Pythagorean Theorem, Special Right Triangles and Trig Ratios

The Pythagorean Theorem states that in a right triangle, the square of the length of the hypotenuse (c) is equal to the sum of the squares of the lengths of the other two sides (a and b). It can be expressed as: a² + b² = c².

Special right triangles are triangles with specific angle measures that allow for easy calculation of side lengths.

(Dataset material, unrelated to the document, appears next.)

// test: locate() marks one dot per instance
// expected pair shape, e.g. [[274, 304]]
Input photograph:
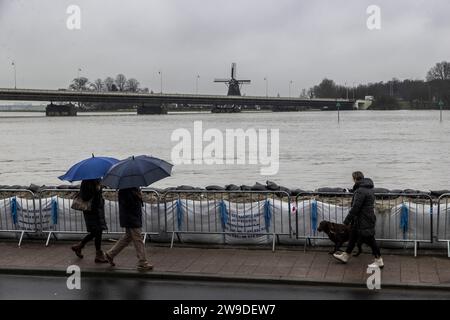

The two most common special right triangles are the 45-45-90 triangle and the 30-60-90 triangle.

In a 45-45-90 triangle, the lengths of the legs are equal, and the length of the hypotenuse is √2 times the length of each leg.

In a 30-60-90 triangle, the lengths of the sides are in the ratio 1:√3:2, where 1 is the length of the side opposite the 30-degree angle, √3 is the length of the side opposite the 60-degree angle, and 2 is the length of the hypotenuse.

To find the length of a side in a right triangle, rearrange the Pythagorean Theorem formula (a² + b² = c²) to solve for the unknown side. For example, if you know the lengths of the other two sides, you can calculate the hypotenuse as c = √(a² + b²).

A right triangle is a triangle that has one angle measuring 90 degrees.

The hypotenuse is the longest side of a right triangle, opposite the right angle.